Speziell in Baden-Württemberg besteht die Möglichkeit, die Finanzierung über den Pflegekassenzuschuss hinaus abzusichern. Die landeseigene Förderbank, die L-Bank, bietet im Rahmen des Programms „Wohnen mit Zukunft – Barrierefrei“ ein zinsverbilligtes Darlehen für die Schaffung von barrierefreiem Wohnraum an. Dieses Förderinstrument richtet sich an Eigentümer von selbstgenutzten oder vermieteten Immobilien und kann die Restkosten decken, die nach Abzug des Pflegekassenzuschusses verbleiben. Voraussetzung für die Förderung ist die Einhaltung technischer Mindestanforderungen, die sich an der Norm DIN 18040-2 (Barrierefreies Bauen – Teil 2: Wohnungen) orientieren. Somit wird eine qualitativ hochwertige und zukunftssichere Umsetzung der Baumaßnahme gewährleistet.
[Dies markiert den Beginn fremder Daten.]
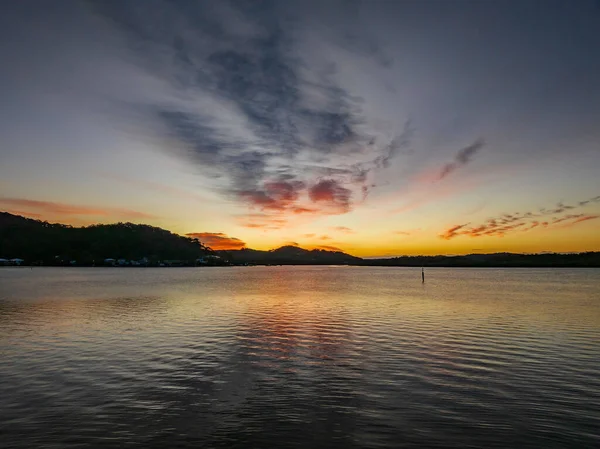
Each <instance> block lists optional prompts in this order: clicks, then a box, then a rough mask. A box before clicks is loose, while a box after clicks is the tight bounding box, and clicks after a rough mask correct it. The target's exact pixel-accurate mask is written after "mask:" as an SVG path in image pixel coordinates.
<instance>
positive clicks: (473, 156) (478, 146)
mask: <svg viewBox="0 0 600 449" xmlns="http://www.w3.org/2000/svg"><path fill="white" fill-rule="evenodd" d="M484 145H485V142H484V141H483V140H482V139H479V140H476V141H475V142H473V143H472V144H471V145H469V146H467V147H465V148H462V149H461V150H459V151H458V153H456V155H455V156H454V160H453V161H452V162H449V163H447V164H446V165H444V166H443V167H442V169H441V171H440V173H439V175H438V177H437V180H438V181H440V180H442V179H444V178H445V177H446V176H448V175H450V174H451V173H453V172H455V171H456V170H458V169H459V168H461V167H464V166H465V165H467V164H468V163H469V162H471V161H472V160H473V157H474V156H475V154H476V153H477V152H478V151H479V150H481V149H482V148H483V146H484Z"/></svg>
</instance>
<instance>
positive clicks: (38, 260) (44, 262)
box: [0, 212, 600, 267]
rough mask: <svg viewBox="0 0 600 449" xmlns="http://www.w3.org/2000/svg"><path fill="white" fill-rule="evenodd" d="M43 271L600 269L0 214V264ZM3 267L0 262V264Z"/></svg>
mask: <svg viewBox="0 0 600 449" xmlns="http://www.w3.org/2000/svg"><path fill="white" fill-rule="evenodd" d="M11 260H18V261H19V264H23V265H46V266H65V265H66V266H73V265H75V266H104V265H121V266H130V265H133V266H195V265H358V266H406V267H421V266H423V267H600V252H583V253H568V254H563V253H542V254H514V253H494V254H468V255H461V256H447V255H438V256H399V257H392V258H381V259H364V258H360V257H356V256H352V255H350V254H347V253H344V252H342V251H328V250H323V249H313V250H307V249H303V248H300V247H297V246H290V245H287V246H282V247H280V248H276V249H273V250H270V251H261V250H254V249H249V248H244V249H239V250H213V249H212V248H210V247H208V246H206V245H205V244H204V243H203V242H201V241H200V240H198V239H197V238H190V237H184V236H181V235H177V234H174V233H172V232H170V231H167V230H165V229H161V228H158V227H154V226H149V225H143V224H133V223H116V224H97V225H91V226H84V227H73V226H70V225H65V224H60V223H48V222H45V221H41V220H34V219H31V218H26V217H22V216H19V215H14V214H10V213H8V212H0V264H3V263H4V264H10V261H11ZM2 261H3V262H2Z"/></svg>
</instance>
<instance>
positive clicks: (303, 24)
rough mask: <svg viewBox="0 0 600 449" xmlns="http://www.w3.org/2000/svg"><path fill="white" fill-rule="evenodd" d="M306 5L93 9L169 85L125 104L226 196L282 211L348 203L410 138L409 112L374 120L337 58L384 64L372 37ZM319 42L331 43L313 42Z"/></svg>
mask: <svg viewBox="0 0 600 449" xmlns="http://www.w3.org/2000/svg"><path fill="white" fill-rule="evenodd" d="M217 3H218V4H217ZM309 10H310V8H309V9H307V8H305V7H304V6H303V4H302V3H301V2H300V3H297V4H291V3H289V4H283V3H279V2H261V3H260V5H259V4H252V3H249V2H231V3H228V2H215V4H211V5H208V4H207V5H200V4H194V3H193V2H192V3H188V2H161V3H153V7H152V8H148V9H146V8H140V7H138V6H137V5H136V4H135V2H127V1H124V2H118V3H105V2H98V3H94V7H93V9H92V11H93V13H94V15H95V17H96V19H100V20H101V21H102V22H103V23H105V24H106V26H107V27H108V28H109V29H111V30H112V32H113V33H115V34H116V35H117V36H119V38H120V39H122V40H123V41H124V42H125V43H126V44H127V48H128V51H129V53H130V54H131V55H132V57H130V59H128V60H127V61H126V63H127V64H129V65H130V66H132V70H135V71H137V72H139V73H140V76H142V75H143V76H144V77H146V78H148V77H149V78H151V79H153V80H156V81H157V82H158V83H160V84H161V85H162V86H163V88H164V90H163V91H161V92H160V95H158V94H153V95H151V96H147V97H146V98H144V100H143V101H142V102H140V101H137V102H136V101H135V100H133V99H132V100H130V101H129V103H125V102H123V103H121V104H120V105H119V107H120V108H130V109H131V110H132V112H131V113H130V114H129V116H135V117H139V120H140V125H141V126H145V127H146V128H147V129H148V132H147V134H153V135H155V136H156V138H157V139H161V140H163V141H164V140H166V141H168V142H169V144H168V145H161V147H163V148H167V149H168V150H169V151H172V152H174V153H175V154H177V155H178V156H179V157H184V158H186V159H187V160H189V161H191V162H192V163H193V164H194V167H195V169H196V170H198V171H199V172H201V173H202V174H204V175H205V176H206V177H210V178H211V179H213V180H214V183H213V184H212V188H213V189H214V190H215V191H217V192H218V193H219V194H221V195H223V196H225V197H227V198H233V199H234V200H235V201H237V202H239V204H240V205H242V206H247V207H248V208H249V209H250V211H252V210H261V211H264V212H265V213H268V214H270V215H272V216H274V217H280V216H282V215H287V214H291V215H306V216H312V215H329V214H340V213H346V212H349V211H350V210H351V209H352V208H353V207H354V205H355V202H353V198H356V199H357V200H356V201H358V202H359V201H360V199H362V201H364V200H365V199H366V197H367V195H368V193H369V190H370V189H371V188H372V186H373V182H372V179H371V178H373V177H374V176H375V172H377V171H378V170H384V169H386V168H388V167H389V166H390V165H391V163H392V161H393V160H394V158H396V157H397V156H398V155H399V154H401V153H402V152H403V151H408V148H409V146H410V143H411V139H412V135H413V127H412V125H411V123H410V122H409V121H406V122H405V124H404V127H403V128H399V130H398V129H397V124H394V123H389V124H386V125H385V126H384V125H381V123H379V122H377V123H376V121H375V120H374V119H372V118H371V117H370V114H369V113H368V112H367V111H366V110H365V108H364V107H363V103H364V99H363V98H362V97H360V96H359V95H357V94H356V93H354V92H353V91H352V90H351V89H350V88H349V87H348V86H346V85H344V84H343V83H342V82H341V78H342V77H340V76H339V75H340V74H339V73H338V66H337V64H336V63H335V62H334V61H332V60H331V58H332V56H333V55H337V54H342V53H343V54H344V55H349V54H353V53H354V55H353V56H352V57H359V58H370V62H369V70H372V69H373V68H374V67H378V68H380V69H382V70H387V68H388V67H389V65H390V64H389V61H388V62H386V63H385V64H383V63H382V59H381V54H382V52H381V51H380V49H379V47H378V45H376V44H375V41H374V40H373V38H372V37H368V36H367V35H366V34H365V33H360V34H358V35H357V34H354V30H353V29H352V28H351V27H350V28H348V26H347V24H348V23H349V22H348V21H347V20H346V19H344V20H340V21H336V24H338V25H339V27H340V28H341V29H343V30H344V31H343V33H342V35H344V36H353V37H352V39H351V40H352V45H348V41H347V39H335V38H334V37H333V36H335V35H338V32H339V31H341V29H340V30H337V29H336V30H335V31H336V32H334V33H332V32H331V25H328V26H327V27H319V26H316V23H315V17H314V14H313V13H312V12H310V11H309ZM346 16H347V15H346ZM158 17H160V20H158V19H157V18H158ZM288 17H294V19H293V20H292V19H288ZM316 20H317V21H318V19H316ZM346 28H347V29H346ZM367 34H368V33H367ZM314 39H317V40H320V41H321V42H322V43H323V45H324V46H326V47H327V48H328V49H331V52H330V51H323V52H319V51H315V50H314V46H313V45H312V42H314ZM365 42H369V44H368V45H367V44H365ZM309 48H310V49H311V50H310V51H307V50H308V49H309ZM366 48H369V49H370V50H369V51H368V52H366V51H365V49H366ZM340 52H341V53H340ZM371 55H372V56H371ZM377 55H379V56H377ZM384 59H385V58H384ZM400 123H401V122H400ZM397 131H399V132H397ZM306 186H312V187H311V188H310V189H309V190H308V191H306V189H307V187H306ZM307 195H308V197H307ZM309 201H311V202H312V203H313V204H312V206H311V204H310V202H309Z"/></svg>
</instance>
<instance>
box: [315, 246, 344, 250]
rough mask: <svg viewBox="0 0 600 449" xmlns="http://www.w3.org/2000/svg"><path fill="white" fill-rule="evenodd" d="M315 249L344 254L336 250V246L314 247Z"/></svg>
mask: <svg viewBox="0 0 600 449" xmlns="http://www.w3.org/2000/svg"><path fill="white" fill-rule="evenodd" d="M315 249H322V250H325V251H337V252H344V250H342V249H340V248H338V247H337V246H330V245H318V246H315Z"/></svg>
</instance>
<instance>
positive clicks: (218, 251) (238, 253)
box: [218, 245, 363, 265]
mask: <svg viewBox="0 0 600 449" xmlns="http://www.w3.org/2000/svg"><path fill="white" fill-rule="evenodd" d="M218 253H219V254H220V255H221V257H224V258H226V259H228V260H230V261H231V262H232V263H234V264H256V265H361V263H362V261H363V259H361V258H360V257H354V256H351V255H350V254H346V253H344V252H341V251H327V250H323V249H313V250H308V249H303V248H300V247H298V246H291V245H287V246H282V247H281V248H277V249H272V250H270V251H259V250H256V249H247V248H245V249H240V250H234V251H218Z"/></svg>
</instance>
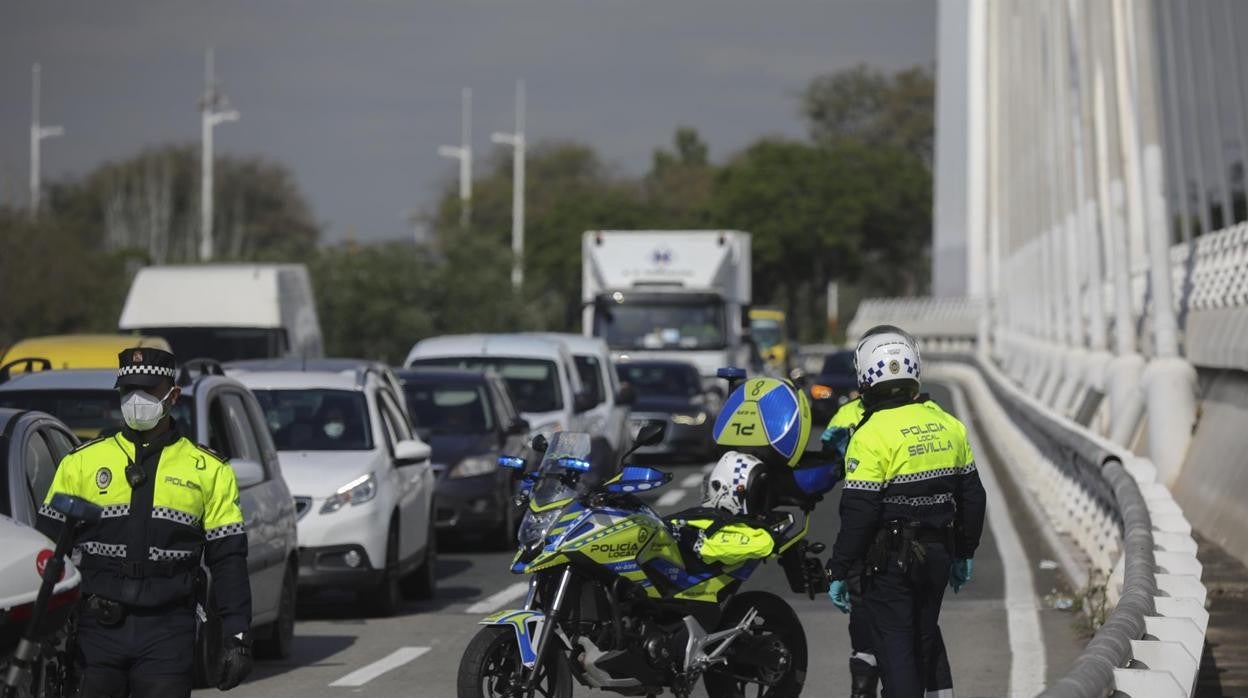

Für eine erfolgreiche Inanspruchnahme beider Förderungen wird ein schrittweises Vorgehen dringend empfohlen. Zunächst sollten detaillierte Kostenvoranschläge für den geplanten Treppenlift eingeholt werden. Darauf basierend erfolgt die Antragstellung bei der zuständigen Pflegekasse – zwingend vor Maßnahmenbeginn, da eine rückwirkende Bewilligung in der Regel ausgeschlossen ist. Übersteigen die veranschlagten Kosten den bewilligten Zuschuss, kann im nächsten Schritt der Antrag für das Darlehen der L-Bank über die eigene Hausbank gestellt werden. Eine sorgfältige Planung und die Einhaltung der formalen Antragswege sind entscheidend, um die finanzielle Belastung zu minimieren und ein langfristig barrierefreies Wohnen in den eigenen vier Wänden zu sichern.